Racial composition as of the 2020 census
| Race | Number | Percent |
|---|---|---|
| White | 345 | 91.0% |
| Black or African American | 4 | 1.1% |
| American Indian and Alaska Native | 1 | 0.3% |
| Asian | 0 | 0.0% |
| Native Hawaiian and Other Pacific Islander | 0 | 0.0% |
| Some other race | 10 | 2.6% |
| Two or more races | 19 | 5.0% |
| Hispanic or Latino (of any race) | 26 | 6.9% |

===2010 census===
At the 2010 census there were 415 people in 179 households, including 120 families, in the city. The population density was 669.4 PD/sqmi. There were 204 housing units at an average density of 329.0 /sqmi. The racial makup of the city was 97.1% White, 0.2% African American, 1.0% Native American, and 1.7% from two or more races. Hispanic or Latino of any race were 2.4%.

Of the 179 households 30.7% had children under the age of 18 living with them, 52.5% were married couples living together, 10.6% had a female householder with no husband present, 3.9% had a male householder with no wife present, and 33.0% were non-families. 30.2% of households were one person and 12.8% were one person aged 65 or older. The average household size was 2.32 and the average family size was 2.82.

The median age was 35.9 years. 27% of residents were under the age of 18; 6.6% were between the ages of 18 and 24; 26.7% were from 25 to 44; 23.9% were from 45 to 64; and 15.9% were 65 or older. The gender makeup of the city was 49.4% male and 50.6% female.

===2000 census===
At the 2000 census there were 426 people in 187 households, including 123 families, in the city. The population density was 690.4 PD/sqmi. There were 206 housing units at an average density of 333.8 /sqmi. The racial makup of the city was 99.77% White and 0.23% Asian. Hispanic or Latino of any race were 0.23%.

Of the 187 households 27.8% had children under the age of 18 living with them, 54.5% were married couples living together, 8.6% had a female householder with no husband present, and 33.7% were non-families. 30.5% of households were one person and 17.1% were one person aged 65 or older. The average household size was 2.28 and the average family size was 2.82.

The age distribution was 23.0% under the age of 18, 6.6% from 18 to 24, 25.6% from 25 to 44, 24.2% from 45 to 64, and 20.7% 65 or older.

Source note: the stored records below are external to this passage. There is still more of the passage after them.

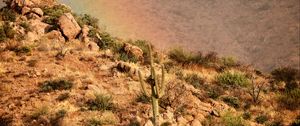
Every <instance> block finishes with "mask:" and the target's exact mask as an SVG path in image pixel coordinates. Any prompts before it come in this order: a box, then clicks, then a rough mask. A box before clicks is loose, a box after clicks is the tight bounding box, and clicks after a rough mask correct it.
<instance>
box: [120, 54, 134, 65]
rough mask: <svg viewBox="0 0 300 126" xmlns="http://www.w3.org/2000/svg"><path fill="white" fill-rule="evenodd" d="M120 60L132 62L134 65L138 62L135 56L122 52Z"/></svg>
mask: <svg viewBox="0 0 300 126" xmlns="http://www.w3.org/2000/svg"><path fill="white" fill-rule="evenodd" d="M118 60H122V61H125V62H132V63H137V62H138V58H136V57H135V56H131V55H128V54H127V53H125V52H120V54H119V57H118Z"/></svg>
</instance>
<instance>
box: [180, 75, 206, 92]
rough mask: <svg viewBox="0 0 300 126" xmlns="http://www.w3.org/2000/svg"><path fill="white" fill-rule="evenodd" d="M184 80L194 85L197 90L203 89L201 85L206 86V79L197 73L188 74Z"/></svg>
mask: <svg viewBox="0 0 300 126" xmlns="http://www.w3.org/2000/svg"><path fill="white" fill-rule="evenodd" d="M184 80H185V81H186V82H187V83H190V84H191V85H193V86H194V87H195V88H201V85H203V84H204V79H203V78H201V77H200V76H199V75H198V74H195V73H191V74H187V75H186V76H185V77H184Z"/></svg>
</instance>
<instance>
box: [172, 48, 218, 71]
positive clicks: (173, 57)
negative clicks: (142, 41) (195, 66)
mask: <svg viewBox="0 0 300 126" xmlns="http://www.w3.org/2000/svg"><path fill="white" fill-rule="evenodd" d="M168 56H169V57H170V59H172V60H174V61H176V62H178V63H181V64H184V65H185V64H198V65H203V66H206V67H214V66H215V64H216V63H218V62H219V58H218V56H217V53H215V52H210V53H207V54H206V55H203V54H202V53H201V52H198V53H191V52H187V51H185V50H183V49H182V48H175V49H172V50H170V51H169V53H168Z"/></svg>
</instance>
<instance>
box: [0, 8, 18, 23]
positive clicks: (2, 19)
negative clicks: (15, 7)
mask: <svg viewBox="0 0 300 126" xmlns="http://www.w3.org/2000/svg"><path fill="white" fill-rule="evenodd" d="M0 11H1V12H0V14H1V16H2V20H3V21H11V22H15V21H16V19H17V13H16V12H15V11H14V10H13V9H10V8H8V7H4V8H1V10H0Z"/></svg>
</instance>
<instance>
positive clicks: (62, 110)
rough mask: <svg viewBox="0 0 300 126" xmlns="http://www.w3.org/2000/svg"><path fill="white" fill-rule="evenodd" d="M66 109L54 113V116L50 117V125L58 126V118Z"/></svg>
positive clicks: (51, 125) (61, 118) (60, 115)
mask: <svg viewBox="0 0 300 126" xmlns="http://www.w3.org/2000/svg"><path fill="white" fill-rule="evenodd" d="M66 114H67V111H66V110H64V109H62V110H59V111H58V112H56V113H55V115H54V117H52V118H51V119H50V123H51V126H60V119H62V118H64V117H65V115H66Z"/></svg>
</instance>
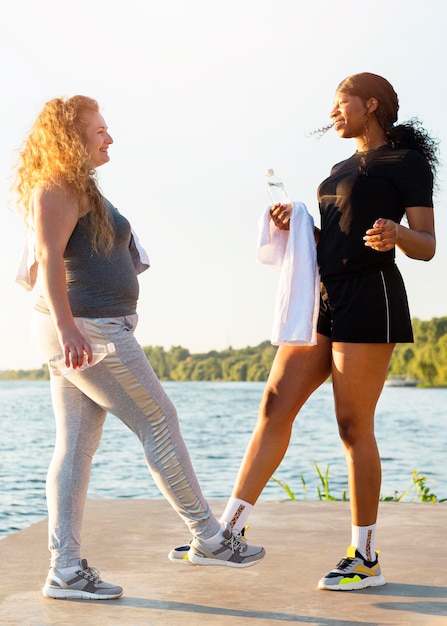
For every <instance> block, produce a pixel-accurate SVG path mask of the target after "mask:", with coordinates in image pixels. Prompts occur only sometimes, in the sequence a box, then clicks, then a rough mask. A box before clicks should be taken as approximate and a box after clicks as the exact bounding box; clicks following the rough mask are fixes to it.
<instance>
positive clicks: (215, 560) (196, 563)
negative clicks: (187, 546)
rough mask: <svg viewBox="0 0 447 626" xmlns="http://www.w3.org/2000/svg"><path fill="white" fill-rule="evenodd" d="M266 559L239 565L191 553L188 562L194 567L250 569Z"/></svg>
mask: <svg viewBox="0 0 447 626" xmlns="http://www.w3.org/2000/svg"><path fill="white" fill-rule="evenodd" d="M263 558H264V555H263V556H261V558H260V559H257V560H256V561H247V562H246V563H237V562H235V561H222V559H209V558H208V557H202V556H197V555H196V554H194V553H192V554H191V552H190V553H189V556H188V561H189V562H190V563H192V564H194V565H224V566H227V567H250V566H251V565H256V563H259V562H260V561H262V559H263Z"/></svg>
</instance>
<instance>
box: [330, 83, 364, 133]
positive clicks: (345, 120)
mask: <svg viewBox="0 0 447 626" xmlns="http://www.w3.org/2000/svg"><path fill="white" fill-rule="evenodd" d="M371 100H373V98H371ZM371 108H375V107H374V103H372V102H367V103H366V104H365V102H364V101H363V100H362V98H359V97H358V96H351V95H349V94H347V93H345V92H343V91H337V93H336V94H335V100H334V106H333V108H332V111H331V113H330V117H331V119H332V121H333V122H334V130H335V131H336V132H337V133H338V136H339V137H343V138H344V139H347V138H353V137H355V138H357V137H363V136H364V134H365V130H366V126H367V122H368V114H369V112H371Z"/></svg>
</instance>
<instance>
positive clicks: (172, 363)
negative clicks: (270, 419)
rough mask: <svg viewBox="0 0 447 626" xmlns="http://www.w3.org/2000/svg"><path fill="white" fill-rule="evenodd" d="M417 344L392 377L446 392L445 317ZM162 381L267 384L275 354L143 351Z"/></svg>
mask: <svg viewBox="0 0 447 626" xmlns="http://www.w3.org/2000/svg"><path fill="white" fill-rule="evenodd" d="M412 322H413V331H414V343H411V344H410V343H401V344H397V346H396V348H395V350H394V353H393V357H392V360H391V364H390V371H389V374H390V376H395V375H400V376H407V377H408V378H413V379H416V380H420V381H421V384H422V385H425V386H430V387H433V386H447V317H438V318H436V317H435V318H432V319H431V320H430V321H422V320H419V319H417V318H414V319H413V320H412ZM143 349H144V352H145V354H146V356H147V357H148V359H149V361H150V363H151V365H152V367H153V368H154V370H155V372H156V373H157V376H158V377H159V378H160V380H174V381H205V380H210V381H255V382H260V381H265V380H267V376H268V373H269V371H270V367H271V364H272V361H273V358H274V356H275V352H276V348H275V347H274V346H272V345H271V343H270V341H264V342H262V343H260V344H259V345H258V346H255V347H247V348H242V349H239V350H234V349H233V348H231V347H229V348H227V349H226V350H222V351H216V350H212V351H210V352H206V353H200V354H191V353H190V352H189V350H188V349H187V348H183V347H182V346H173V347H171V348H170V349H169V350H165V349H164V348H163V347H160V346H145V347H144V348H143ZM48 378H49V373H48V367H47V366H46V365H42V367H41V368H40V369H35V370H5V371H3V372H0V380H35V381H36V380H48Z"/></svg>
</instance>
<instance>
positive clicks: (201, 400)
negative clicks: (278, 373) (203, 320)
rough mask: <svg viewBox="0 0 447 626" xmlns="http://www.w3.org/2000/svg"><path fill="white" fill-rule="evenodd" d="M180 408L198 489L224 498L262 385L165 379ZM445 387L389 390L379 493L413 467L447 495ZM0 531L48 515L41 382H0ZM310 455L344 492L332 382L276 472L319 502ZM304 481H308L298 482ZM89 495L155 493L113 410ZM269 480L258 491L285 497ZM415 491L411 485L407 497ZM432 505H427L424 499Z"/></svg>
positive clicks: (280, 490)
mask: <svg viewBox="0 0 447 626" xmlns="http://www.w3.org/2000/svg"><path fill="white" fill-rule="evenodd" d="M164 387H165V389H166V390H167V392H168V394H169V396H170V397H171V399H172V400H173V401H174V403H175V405H176V406H177V409H178V413H179V418H180V424H181V428H182V432H183V436H184V439H185V441H186V443H187V446H188V448H189V451H190V454H191V458H192V461H193V465H194V467H195V470H196V472H197V475H198V478H199V481H200V483H201V485H202V489H203V492H204V494H205V496H206V497H208V498H227V497H228V496H229V495H230V492H231V488H232V485H233V482H234V480H235V477H236V473H237V470H238V467H239V464H240V461H241V459H242V456H243V453H244V449H245V446H246V444H247V443H248V440H249V437H250V434H251V431H252V429H253V426H254V424H255V421H256V413H257V407H258V403H259V400H260V398H261V394H262V390H263V388H264V383H212V382H198V383H197V382H185V383H174V382H167V383H164ZM446 401H447V389H415V388H406V389H405V388H403V389H399V388H390V387H385V389H384V391H383V394H382V397H381V399H380V401H379V405H378V409H377V412H376V433H377V439H378V443H379V449H380V452H381V457H382V468H383V481H382V495H383V496H391V495H393V494H394V493H395V492H398V493H399V494H401V493H402V492H404V491H405V490H406V489H408V488H409V487H410V485H411V474H412V471H413V470H418V471H419V472H420V473H421V474H423V475H425V476H427V478H428V479H430V481H434V482H428V483H427V485H428V486H429V487H430V489H431V491H432V492H433V493H435V494H436V495H437V496H438V498H447V475H446V470H445V467H446V458H447V428H446V423H447V420H446V416H447V409H446V408H445V406H446ZM0 423H1V432H2V437H1V440H0V537H3V536H6V535H8V534H9V533H12V532H14V531H16V530H20V529H22V528H25V527H27V526H29V525H30V524H32V523H35V522H37V521H39V520H41V519H42V518H44V517H46V503H45V475H46V471H47V467H48V464H49V462H50V458H51V454H52V450H53V444H54V421H53V414H52V408H51V401H50V391H49V383H47V382H39V383H34V382H32V383H31V382H1V381H0ZM313 462H316V463H317V464H318V466H319V467H320V469H321V470H322V471H323V473H324V472H325V471H326V468H327V466H328V465H329V466H330V467H329V480H330V491H331V494H332V495H333V496H335V497H337V498H340V497H341V495H342V491H343V490H345V491H346V490H347V481H346V470H345V462H344V457H343V452H342V448H341V444H340V441H339V439H338V433H337V428H336V424H335V418H334V411H333V400H332V388H331V386H330V384H325V385H323V386H322V387H321V388H320V389H318V390H317V392H316V393H315V394H314V395H313V396H312V397H311V399H310V400H309V401H308V403H307V404H306V405H305V407H304V408H303V410H302V411H301V413H300V415H299V417H298V419H297V420H296V422H295V426H294V431H293V434H292V440H291V444H290V446H289V449H288V452H287V454H286V456H285V458H284V460H283V462H282V464H281V466H280V467H279V469H278V470H277V471H276V473H275V477H276V478H278V479H279V480H281V481H284V482H286V483H287V484H288V485H289V487H290V488H291V489H292V491H294V493H295V495H296V497H297V498H298V499H300V500H303V499H305V498H307V500H317V499H318V486H319V485H320V483H319V480H318V477H317V475H316V472H315V469H314V466H313ZM302 478H304V481H305V488H304V487H303V481H302ZM88 495H89V497H90V498H159V497H161V494H160V492H159V491H158V489H157V488H156V487H155V485H154V483H153V481H152V478H151V476H150V474H149V472H148V470H147V468H146V464H145V462H144V458H143V454H142V449H141V445H140V443H139V442H138V440H137V438H136V437H135V435H134V434H133V433H132V432H130V431H129V430H128V429H127V428H126V427H125V426H124V425H123V424H122V423H121V422H120V421H119V420H118V419H117V418H115V417H114V416H112V415H109V416H108V417H107V420H106V424H105V428H104V434H103V438H102V441H101V444H100V447H99V449H98V452H97V453H96V455H95V459H94V465H93V471H92V478H91V482H90V489H89V494H88ZM285 497H287V494H286V493H285V491H284V490H283V489H282V488H281V487H279V486H278V485H277V484H276V483H274V482H269V483H268V484H267V486H266V488H265V489H264V491H263V494H262V498H265V499H283V498H285ZM414 497H415V493H414V491H411V492H410V493H409V494H408V496H406V498H405V500H406V501H411V500H412V499H413V498H414ZM427 506H429V505H427Z"/></svg>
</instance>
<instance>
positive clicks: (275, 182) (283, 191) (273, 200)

The median age was 41 years. For every 100 females, there were 86.0 males. For every 100 females age 18 and over, there were 85.3 males.

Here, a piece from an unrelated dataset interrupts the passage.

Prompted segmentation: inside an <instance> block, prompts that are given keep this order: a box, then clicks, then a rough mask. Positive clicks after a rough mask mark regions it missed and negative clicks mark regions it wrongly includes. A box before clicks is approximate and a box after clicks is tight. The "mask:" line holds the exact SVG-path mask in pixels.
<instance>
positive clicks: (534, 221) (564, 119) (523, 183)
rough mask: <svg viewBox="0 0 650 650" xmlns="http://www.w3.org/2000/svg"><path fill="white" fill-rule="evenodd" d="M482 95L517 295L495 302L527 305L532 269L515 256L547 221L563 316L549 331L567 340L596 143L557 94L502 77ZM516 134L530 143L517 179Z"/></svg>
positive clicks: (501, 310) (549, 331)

The median household income was $35,313 and the median family income was $47,083. Males had a median income of $29,737 versus $21,484 for females. The per capita income for the city was $18,319. About 4.9% of families and 7.2% of the population were below the poverty line, including none of those under age 18 and 14.0% of those age 65 or over.
==Education==
It is in the Viborg Hurley School District 60-6.

The Viborg and Hurley school districts consolidated in 2013.